Threshold this value to set reasonable, set too big, those noise all become black.

The setting is also not good, although the noise is removed, but the letter will be mutilated.

This will not be recognized.

This is the result of setting 140



Installation of Pytesseract in Linux environment and identification of login verification code of Central Bank Credit Center

Contact Us

The content source of this page is from Internet, which doesn't represent Alibaba Cloud's opinion; products and services mentioned on that page don't have any relationship with Alibaba Cloud. If the content of the page makes you feel confusing, please write us an email, we will handle the problem within 5 days after receiving your email.

If you find any instances of plagiarism from the community, please send an email to: info-contact@alibabacloud.com and provide relevant evidence. A staff member will contact you within 5 working days.

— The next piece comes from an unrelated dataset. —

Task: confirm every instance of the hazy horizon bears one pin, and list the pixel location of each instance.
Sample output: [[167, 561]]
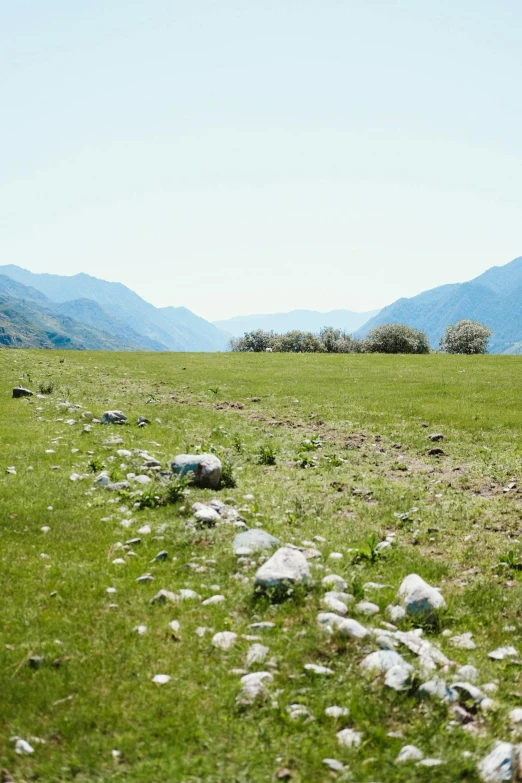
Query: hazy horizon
[[239, 158]]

A Free Trial That Lets You Build Big!

Start building with 50+ products and up to 12 months usage for Elastic Compute Service

  • Sales Support

    1 on 1 presale consultation

  • After-Sales Support

    24/7 Technical Support 6 Free Tickets per Quarter Faster Response

  • Alibaba Cloud offers highly flexible support services tailored to meet your exact needs.